Sylvie Courvoisier / Mary Halvorson: Searching For The Disappeared Hour

Here pianist Sylvie Courvoisier and guitarist Mary Halvorson come together for the second time on record in a set of amorphous, ever-changing music that combines their two distinctive approaches into something unique.

The musicians’ individual sounds are very complimentary as Halvorson’s strums and swoops interlock tightly with Courvoisier’s precise notes. Together they show a friskiness not often heard in their individual work. Their playing has a dreamy, disoriented surface that sounds like other-dimensional cocktail music and often embeds bits of familiar themes. Halvorson’s strumming fills in the spaces between Courvoisier’s formal ascending runs on “Golden Proportions” in a meshing of sounds that ends by referencing Beethoven’s “Moonlight Sonata.” On “Lulu’s Second Theorem” a quizzical piano figure tangles with glassy guitar notes before the music slows into still and desolate sounds that could have come from the soundtrack of some 1950s’ science fiction film.

“Moonbow” takes a turn into tropical exotica as the guitar slowly unfolds in waves and the piano responds with icy shards of sound.
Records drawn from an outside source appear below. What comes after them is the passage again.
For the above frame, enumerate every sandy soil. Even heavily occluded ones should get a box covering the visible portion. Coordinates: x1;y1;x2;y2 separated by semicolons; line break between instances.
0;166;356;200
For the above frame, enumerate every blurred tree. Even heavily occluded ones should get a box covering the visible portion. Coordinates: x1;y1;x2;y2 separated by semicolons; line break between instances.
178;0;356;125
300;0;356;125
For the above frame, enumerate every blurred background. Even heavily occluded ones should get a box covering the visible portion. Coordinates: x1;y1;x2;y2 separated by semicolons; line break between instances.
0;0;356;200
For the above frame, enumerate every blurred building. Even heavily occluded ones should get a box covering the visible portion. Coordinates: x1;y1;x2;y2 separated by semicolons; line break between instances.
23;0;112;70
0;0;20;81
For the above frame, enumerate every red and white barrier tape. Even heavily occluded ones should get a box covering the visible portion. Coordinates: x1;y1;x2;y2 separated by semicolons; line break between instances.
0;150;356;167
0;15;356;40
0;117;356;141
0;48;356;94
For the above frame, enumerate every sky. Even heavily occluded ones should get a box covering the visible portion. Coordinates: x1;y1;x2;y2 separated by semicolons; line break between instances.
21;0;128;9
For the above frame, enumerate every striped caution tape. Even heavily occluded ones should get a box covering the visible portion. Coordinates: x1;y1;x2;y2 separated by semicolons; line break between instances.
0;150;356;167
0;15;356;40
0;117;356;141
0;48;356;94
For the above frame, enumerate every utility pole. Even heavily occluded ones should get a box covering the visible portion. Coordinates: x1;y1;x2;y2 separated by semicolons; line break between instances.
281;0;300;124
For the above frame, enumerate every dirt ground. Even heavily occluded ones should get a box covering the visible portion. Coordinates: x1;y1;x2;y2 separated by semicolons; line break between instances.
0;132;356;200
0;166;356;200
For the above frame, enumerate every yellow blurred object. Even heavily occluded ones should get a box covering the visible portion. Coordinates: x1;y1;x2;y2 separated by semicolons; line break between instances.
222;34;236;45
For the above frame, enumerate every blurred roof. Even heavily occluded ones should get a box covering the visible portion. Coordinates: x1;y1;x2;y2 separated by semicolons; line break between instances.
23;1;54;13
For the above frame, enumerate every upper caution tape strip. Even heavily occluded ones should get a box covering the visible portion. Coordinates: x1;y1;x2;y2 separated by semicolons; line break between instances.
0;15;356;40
The result sounds like a woozy version of Eddie Heywood’s “Canadian Sunset” before it explodes into a whooping blast of electronic noise. “Torrential” is a noirish blend of moody guitar twang and ominous piano melody that works in a hint of “The Third Man Theme.” The album’s title track is dreamlike trance music full of echoes, repetitions and warped guitar effects. “Faceless Smears” combines wobbly guitar slides and uneasy piano notes into an off-center Mediterranean ballad theme that unravels in jagged agitation, while “Gates & Passes” injects a similarly ominous soundscape with a feeling of tenderness.